Bible for the Big Bang generation

Big Bang

December 10, 2004

Reading this book in November, around Guy Fawkes night, constantly reminded me of one of the deeply unsatisfactory features of the cosmological theory known as the Big Bang. It is ex nihilo . At least when you see one of your own fireworks go off, and hear its report, you know who bought it, where it came from, who lit the touch paper and why it was lit at that specific time. Today's Big-Bang cosmologists squirm when asked, "What came before the Big Bang?" Usually they try to wheedle their way out of their embarrassing ignorance by claiming that the question is invalid. At the creation moment not only did matter and radiation magically spring from nothing, but time and space also appeared mysteriously from the void. To them, "time" did not exist "before the Big Bang", so the phrase is meaningless.

Today, the Big Bang paradigm is firmly engrained in the astronomical psyche. Like a well-trained choir, the world's cosmologists dutifully sing from the same hymn sheet. But it was different in the (recent) past. Then observatories and conference rooms were enlivened with discussion and dissent; data were questioned, arguments raged, tempers were lost and life was exciting.

Simon Singh treats us to a history of the past century's endeavours to understand the origin of the universe. He aims to convince the reader that we are the first generation to have a respectable, rational and coherent description for the creation and evolution of all we survey.

How things have changed! To Einstein, in 1917, the universe was small, static and eternal. In fact, Einstein went so far as to invent a cosmological anti-gravity constant to stop it all falling in on itself.

Georges Lemaitre and Alexander Friedmann disagreed. They used radioactive decay as a model and kick-started an expanding universe from a point-like primeval atom. In the late 1920s, observational data intervened. Edwin Hubble made full use of the astro-technological trinity - the largest and best telescope in the world, the most sensitive photographic plates and an accurate spectrometer. He not only discovered that the Andromeda nebula was a galaxy, but he also measured its distance from Earth. Soon he was estimating the distance to other galaxies, and measuring their velocities along the line of sight. To his amazement, the vast majority of galaxies were moving away from us; and the further away they were the faster they were going. Not only was the universe dynamic and expanding, it also had a beginning and an age.

The fact that this age was initially less than the accepted age of Earth was a slight stumbling block. Along came three Cambridge academics: Fred Hoyle, Hermann Bondi and Thomas Gold. A night at the pictures (the film was Dead of Night ) sowed the seeds of the Steady State theory. Their subsequent research was published in 1949. Here the expanding universe was continually replenished by newly created hydrogen and thus looked the same at all times and from all vantage points. Between 1950 and 1965, steady-staters and Big-Bangers battled it out. Predictions of a constant spatial density of galaxies, and young galaxies all over the place vied with a universe that was denser in the past, and had only young galaxies in its distant reaches.

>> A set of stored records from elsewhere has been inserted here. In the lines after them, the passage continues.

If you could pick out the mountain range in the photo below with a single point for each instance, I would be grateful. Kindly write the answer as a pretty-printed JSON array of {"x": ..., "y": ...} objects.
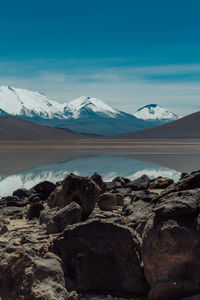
[
  {"x": 85, "y": 114},
  {"x": 184, "y": 128}
]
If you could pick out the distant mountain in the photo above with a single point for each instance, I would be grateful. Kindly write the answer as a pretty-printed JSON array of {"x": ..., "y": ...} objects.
[
  {"x": 15, "y": 128},
  {"x": 85, "y": 114},
  {"x": 184, "y": 128},
  {"x": 156, "y": 114},
  {"x": 29, "y": 105},
  {"x": 3, "y": 113}
]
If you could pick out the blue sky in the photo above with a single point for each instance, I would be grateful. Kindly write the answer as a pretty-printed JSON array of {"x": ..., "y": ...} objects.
[{"x": 127, "y": 53}]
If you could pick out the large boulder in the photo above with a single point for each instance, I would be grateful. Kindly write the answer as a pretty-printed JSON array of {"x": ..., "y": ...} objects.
[
  {"x": 28, "y": 278},
  {"x": 170, "y": 248},
  {"x": 161, "y": 182},
  {"x": 99, "y": 181},
  {"x": 139, "y": 184},
  {"x": 101, "y": 257},
  {"x": 79, "y": 189},
  {"x": 68, "y": 215},
  {"x": 137, "y": 214},
  {"x": 187, "y": 182},
  {"x": 44, "y": 189},
  {"x": 107, "y": 201}
]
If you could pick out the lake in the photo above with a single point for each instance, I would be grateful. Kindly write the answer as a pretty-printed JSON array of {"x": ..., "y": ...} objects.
[{"x": 24, "y": 170}]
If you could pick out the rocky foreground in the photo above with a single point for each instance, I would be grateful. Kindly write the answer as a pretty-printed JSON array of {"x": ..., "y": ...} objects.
[{"x": 83, "y": 238}]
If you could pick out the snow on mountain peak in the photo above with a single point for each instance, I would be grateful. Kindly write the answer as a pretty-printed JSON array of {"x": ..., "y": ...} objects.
[
  {"x": 91, "y": 104},
  {"x": 155, "y": 112},
  {"x": 22, "y": 102}
]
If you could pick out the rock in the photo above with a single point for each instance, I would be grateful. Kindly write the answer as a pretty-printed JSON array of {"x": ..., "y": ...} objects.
[
  {"x": 101, "y": 256},
  {"x": 124, "y": 191},
  {"x": 33, "y": 198},
  {"x": 44, "y": 189},
  {"x": 25, "y": 277},
  {"x": 141, "y": 183},
  {"x": 79, "y": 189},
  {"x": 68, "y": 215},
  {"x": 107, "y": 201},
  {"x": 15, "y": 201},
  {"x": 178, "y": 203},
  {"x": 120, "y": 199},
  {"x": 34, "y": 210},
  {"x": 161, "y": 182},
  {"x": 137, "y": 214},
  {"x": 99, "y": 181},
  {"x": 121, "y": 180},
  {"x": 73, "y": 296},
  {"x": 188, "y": 182},
  {"x": 170, "y": 248},
  {"x": 145, "y": 196},
  {"x": 22, "y": 193},
  {"x": 4, "y": 229},
  {"x": 113, "y": 185}
]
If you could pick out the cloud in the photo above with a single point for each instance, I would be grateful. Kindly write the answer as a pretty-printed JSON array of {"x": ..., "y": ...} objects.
[{"x": 125, "y": 87}]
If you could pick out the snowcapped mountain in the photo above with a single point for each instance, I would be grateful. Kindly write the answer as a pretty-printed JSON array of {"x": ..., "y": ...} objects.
[
  {"x": 156, "y": 113},
  {"x": 85, "y": 106},
  {"x": 85, "y": 114},
  {"x": 28, "y": 104}
]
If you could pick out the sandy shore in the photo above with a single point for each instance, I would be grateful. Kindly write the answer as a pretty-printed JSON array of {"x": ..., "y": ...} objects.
[{"x": 180, "y": 146}]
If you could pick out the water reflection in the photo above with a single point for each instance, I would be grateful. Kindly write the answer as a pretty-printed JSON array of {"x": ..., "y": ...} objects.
[{"x": 108, "y": 166}]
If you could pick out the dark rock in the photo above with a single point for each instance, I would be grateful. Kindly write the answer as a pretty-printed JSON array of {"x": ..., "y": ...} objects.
[
  {"x": 137, "y": 214},
  {"x": 22, "y": 193},
  {"x": 178, "y": 203},
  {"x": 15, "y": 201},
  {"x": 188, "y": 182},
  {"x": 141, "y": 183},
  {"x": 4, "y": 229},
  {"x": 161, "y": 182},
  {"x": 44, "y": 189},
  {"x": 170, "y": 248},
  {"x": 107, "y": 201},
  {"x": 113, "y": 185},
  {"x": 68, "y": 215},
  {"x": 34, "y": 198},
  {"x": 121, "y": 180},
  {"x": 99, "y": 181},
  {"x": 145, "y": 196},
  {"x": 34, "y": 210},
  {"x": 79, "y": 189},
  {"x": 124, "y": 191},
  {"x": 120, "y": 199},
  {"x": 101, "y": 256}
]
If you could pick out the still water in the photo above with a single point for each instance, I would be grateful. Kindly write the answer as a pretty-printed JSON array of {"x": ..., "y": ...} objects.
[{"x": 108, "y": 165}]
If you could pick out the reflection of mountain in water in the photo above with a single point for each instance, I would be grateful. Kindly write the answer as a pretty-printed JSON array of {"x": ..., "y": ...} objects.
[{"x": 108, "y": 166}]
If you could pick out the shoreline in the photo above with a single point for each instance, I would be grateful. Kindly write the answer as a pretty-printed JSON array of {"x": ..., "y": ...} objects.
[{"x": 145, "y": 146}]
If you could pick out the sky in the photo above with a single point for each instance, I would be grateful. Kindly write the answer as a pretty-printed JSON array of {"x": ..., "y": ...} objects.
[{"x": 127, "y": 53}]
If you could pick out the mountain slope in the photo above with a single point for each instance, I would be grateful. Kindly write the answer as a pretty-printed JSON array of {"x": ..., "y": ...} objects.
[
  {"x": 184, "y": 128},
  {"x": 156, "y": 114},
  {"x": 85, "y": 114},
  {"x": 15, "y": 128},
  {"x": 28, "y": 104}
]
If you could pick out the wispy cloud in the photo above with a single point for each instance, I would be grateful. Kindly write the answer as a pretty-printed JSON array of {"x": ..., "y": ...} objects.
[{"x": 126, "y": 87}]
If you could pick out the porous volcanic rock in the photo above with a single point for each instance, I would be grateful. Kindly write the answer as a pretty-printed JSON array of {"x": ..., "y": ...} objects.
[
  {"x": 107, "y": 201},
  {"x": 161, "y": 182},
  {"x": 44, "y": 189},
  {"x": 68, "y": 215},
  {"x": 79, "y": 189},
  {"x": 101, "y": 256},
  {"x": 99, "y": 181},
  {"x": 139, "y": 184},
  {"x": 188, "y": 182},
  {"x": 170, "y": 248}
]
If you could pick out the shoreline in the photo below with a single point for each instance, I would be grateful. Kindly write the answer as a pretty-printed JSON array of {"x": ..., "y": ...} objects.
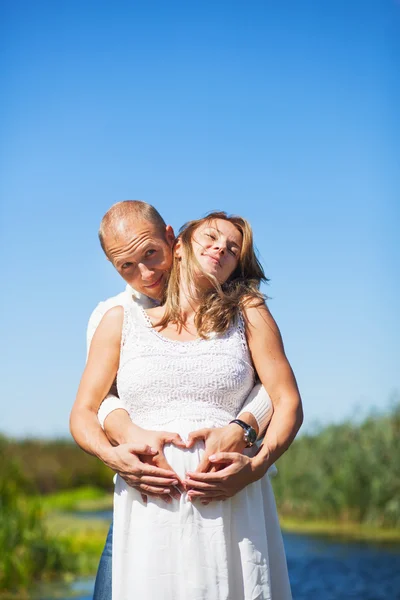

Things changed in 1965. Arno Penzias and Robert Wilson published the discovery of the cosmic microwave background radiation. The fossil radio-noise remnant of the creation explosion had been discovered. This, together with the detailed understanding of the energetic nuclear physics that led to a universe that, for every 10,000 hydrogen atoms, contained 1,000 helium, 6 oxygen, 1 carbon and less than 1 of the rest, was a crippling blow to steady state theory. Finding a ripple on the background radiation also helped explain why galaxies formed in the first place as opposed to the material of the universe expanding to an ever more tenuous state.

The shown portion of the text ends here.